From history, we know very well what happens to unarmed citizens. First, they are transformed into subjects. Then, over time, into slaves. This will not happen in Wyoming.

If such talk seems "radical" to you, then please don't come here. It's not your kind of place. However, if this resonates with your vision of local liberty, then get in touch with us. Come out and see what we're all about. And bring something to shoot!

What about the cold and the wind? Isn't Wyoming just some bitter tundra? That would explain why only 500,000 people live there.

Regarding weather vs. population, North Dakota is much colder and windier than Wyoming, yet has 28% more people. Wyoming has the second highest mean elevation, after Colorado. Much of Wyoming is cold, and much of that windy (especially in the east). Still, Wyoming is not brutal.

If you already live in snow country, you won't find Wyoming any big deal. It's not Florida, but if living free is more important than tropical temperatures, you'll enjoy Wyoming. Besides, the FSW is a pioneering movement, and it requires a bit of hardiness from its members! Softees can stay home in SoCal, Palm Beach, Tuscon, etc.

For the FSW, Boston has focused on three counties with comparatively pleasant weather: Crook, Weston, and Hot Springs. All three have reasonable winters.

Are people actually buying property and moving to Wyoming through the FSW?

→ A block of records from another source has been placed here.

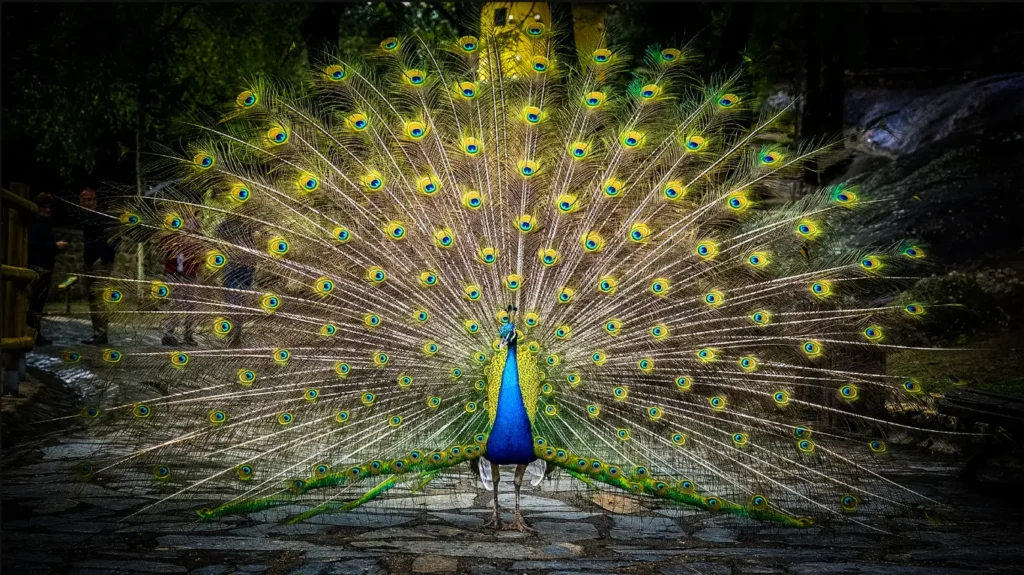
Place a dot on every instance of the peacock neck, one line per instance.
(511, 439)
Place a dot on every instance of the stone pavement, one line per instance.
(52, 526)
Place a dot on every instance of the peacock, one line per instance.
(480, 252)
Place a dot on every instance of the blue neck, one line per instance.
(511, 440)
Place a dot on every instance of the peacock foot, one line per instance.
(495, 523)
(519, 524)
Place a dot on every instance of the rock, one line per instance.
(563, 549)
(875, 569)
(716, 535)
(433, 502)
(131, 566)
(350, 567)
(487, 570)
(401, 533)
(266, 529)
(434, 564)
(210, 570)
(616, 503)
(561, 531)
(637, 527)
(458, 548)
(460, 520)
(114, 503)
(507, 500)
(912, 121)
(360, 520)
(582, 564)
(695, 568)
(54, 504)
(564, 516)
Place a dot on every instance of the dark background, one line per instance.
(928, 98)
(85, 84)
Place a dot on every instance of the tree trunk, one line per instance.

You bet! Though the FSW was founded recently in early 2004, folks are already in motion in all three counties. One couple just bought a home and rental property in Thermopolis, and another bought over 300 beautiful acres in Crook County. The FSW enjoyed its first local event over Labor Day 2004, and many of the attendees are actively scouting out Crook County property for their upcoming relocation. Boston himself will move to Wyoming with Javelin Press in 2006.